In your code, the variable 'self.num_batches_tracked' should count the progress of the episode by increasing when the model is called.
But in the multi-GPU environment, the modification of the variable in the forward() is ignored because a DataParallel replicates the model into each GPU and the updates are destroyed after forward(). So the variable just moves up and down with 0 and 1.
I think this should be fixed. Thanks :)

[kjunelee]

Thank you for pointing this out. I will try to fix this problem.

[creiser]

This effectively deactivates dropout when using multiple GPUs.

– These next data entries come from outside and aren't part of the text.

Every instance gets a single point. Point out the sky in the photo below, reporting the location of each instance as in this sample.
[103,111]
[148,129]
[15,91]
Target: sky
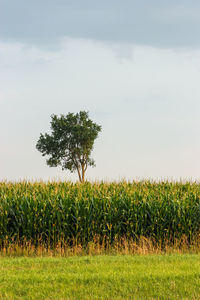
[134,65]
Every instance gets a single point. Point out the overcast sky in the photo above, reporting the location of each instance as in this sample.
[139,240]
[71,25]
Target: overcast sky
[134,65]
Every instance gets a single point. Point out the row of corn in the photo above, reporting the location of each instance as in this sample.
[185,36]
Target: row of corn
[54,211]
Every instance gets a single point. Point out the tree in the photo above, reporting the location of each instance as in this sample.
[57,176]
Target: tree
[70,143]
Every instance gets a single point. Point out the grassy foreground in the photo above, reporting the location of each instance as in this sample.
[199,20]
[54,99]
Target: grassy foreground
[101,277]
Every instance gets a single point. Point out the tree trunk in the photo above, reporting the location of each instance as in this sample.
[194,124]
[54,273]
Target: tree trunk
[79,174]
[83,173]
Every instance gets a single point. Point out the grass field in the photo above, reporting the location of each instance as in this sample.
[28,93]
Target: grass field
[101,277]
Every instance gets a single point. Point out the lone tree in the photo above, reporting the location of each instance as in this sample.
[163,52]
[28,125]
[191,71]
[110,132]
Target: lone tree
[70,143]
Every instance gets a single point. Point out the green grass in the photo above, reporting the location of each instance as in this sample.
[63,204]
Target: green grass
[101,277]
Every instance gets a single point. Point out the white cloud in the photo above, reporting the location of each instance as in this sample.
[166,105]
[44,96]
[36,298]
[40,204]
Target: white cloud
[146,99]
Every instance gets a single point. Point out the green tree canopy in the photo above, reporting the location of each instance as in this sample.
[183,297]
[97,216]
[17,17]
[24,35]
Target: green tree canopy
[70,143]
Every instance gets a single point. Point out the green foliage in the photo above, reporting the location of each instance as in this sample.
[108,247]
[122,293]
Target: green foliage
[150,277]
[54,211]
[70,143]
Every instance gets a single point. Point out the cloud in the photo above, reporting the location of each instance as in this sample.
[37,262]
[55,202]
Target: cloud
[147,102]
[171,23]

State variables that are modified in the forward pass need to be registered as buffer. Here is the fix:

class BasicBlock(nn.Module):
    expansion = 1

    def __init__(self, inplanes, planes, stride=1, downsample=None, drop_rate=0.0, drop_block=False,
                 block_size=1, use_se=False):
        super(BasicBlock, self).__init__()
        self.conv1 = conv3x3(inplanes, planes)
        self.bn1 = nn.BatchNorm2d(planes)
        self.relu = nn.LeakyReLU(0.1)
        self.conv2 = conv3x3(planes, planes)
        self.bn2 = nn.BatchNorm2d(planes)
        self.conv3 = conv3x3(planes, planes)
        self.bn3 = nn.BatchNorm2d(planes)
        self.maxpool = nn.MaxPool2d(stride)
        self.downsample = downsample
        self.stride = stride
        self.drop_rate = drop_rate
        #self.num_batches_tracked = 0 # DataParallel will only keep changes that were made to registered buffers
        self.register_buffer('num_batches_tracked', torch.tensor(0, dtype=torch.long))
        self.drop_block = drop_block
        self.block_size = block_size
        self.DropBlock = DropBlock(block_size=self.block_size)
        self.use_se = use_se
        if self.use_se:
            self.se = SELayer(planes, 4)

    def forward(self, x):
        self.num_batches_tracked += 1

        residual = x

        out = self.conv1(x)
        out = self.bn1(out)
        out = self.relu(out)

        out = self.conv2(out)
        out = self.bn2(out)
        out = self.relu(out)

        out = self.conv3(out)
        out = self.bn3(out)
        if self.use_se:
            out = self.se(out)

        if self.downsample is not None:
            residual = self.downsample(x)
        out += residual
        out = self.relu(out)
        out = self.maxpool(out)

        if self.drop_rate > 0:
            if self.drop_block == True:
                feat_size = out.size()[2]
                keep_rate = max(1.0 - self.drop_rate / (20*2000) * (self.num_batches_tracked.item()), 1.0 - self.drop_rate)
                gamma = (1 - keep_rate) / self.block_size**2 * feat_size**2 / (feat_size - self.block_size + 1)**2
                out = self.DropBlock(out, gamma=gamma)
            else:
                out = F.dropout(out, p=self.drop_rate, training=self.training, inplace=True)

        return out